For a moment, to understand it, I mounted the empty stage and stood before Boston’s microphone. I imagined the crowd before me, ten thousand souls, twenty thousand eyes. Under that attention, I realized, every motion was amplified. To move my arm would be like moving ten thousand arms, my every word like the voice of thousands. I felt like a Nasser, a Qadaffi, a Saddam Hussein.
This was the nature of secular power. Industrial power. It was the West that invented it, that invented Hitler, the gutter orator turned trampler of nations, that invented Stalin, the man they called “Genghis Khan with a telephone.” The media pop star, the politician. Was there any difference any more? Not in America; it was all a question of seizing eyes, of seizing attention. Attention is wealth, in an age of mass media. Center stage is more important than armies.

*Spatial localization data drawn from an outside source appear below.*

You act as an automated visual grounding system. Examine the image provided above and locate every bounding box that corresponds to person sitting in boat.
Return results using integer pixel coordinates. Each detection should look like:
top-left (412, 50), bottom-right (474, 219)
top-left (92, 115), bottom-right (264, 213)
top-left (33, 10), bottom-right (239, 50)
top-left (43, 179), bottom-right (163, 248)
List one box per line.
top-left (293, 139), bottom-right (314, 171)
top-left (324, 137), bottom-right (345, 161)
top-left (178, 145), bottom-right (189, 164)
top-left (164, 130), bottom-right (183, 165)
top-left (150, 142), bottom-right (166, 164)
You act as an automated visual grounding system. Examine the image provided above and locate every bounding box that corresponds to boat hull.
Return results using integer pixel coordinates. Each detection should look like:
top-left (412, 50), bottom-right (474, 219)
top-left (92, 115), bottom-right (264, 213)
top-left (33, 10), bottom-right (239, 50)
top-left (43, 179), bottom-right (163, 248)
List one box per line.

The last unearthly moans and squeals of sound-check faded. The Miami crowd began to filter into the Colosseum. They looked livelier than the desperate searchers that had pursued Boston to his hotel. America was still a wealthy country, by most standards; the professional classes had kept much of their prosperity. There were those legions of lawyers, for instance, that secular priesthood that had done so much to drain America’s once-vaunted enterprise. And their associated legions of state bureaucrats. They were instantly recognizable; the cut of their suits, the telltale pocket telephones proclaiming their status.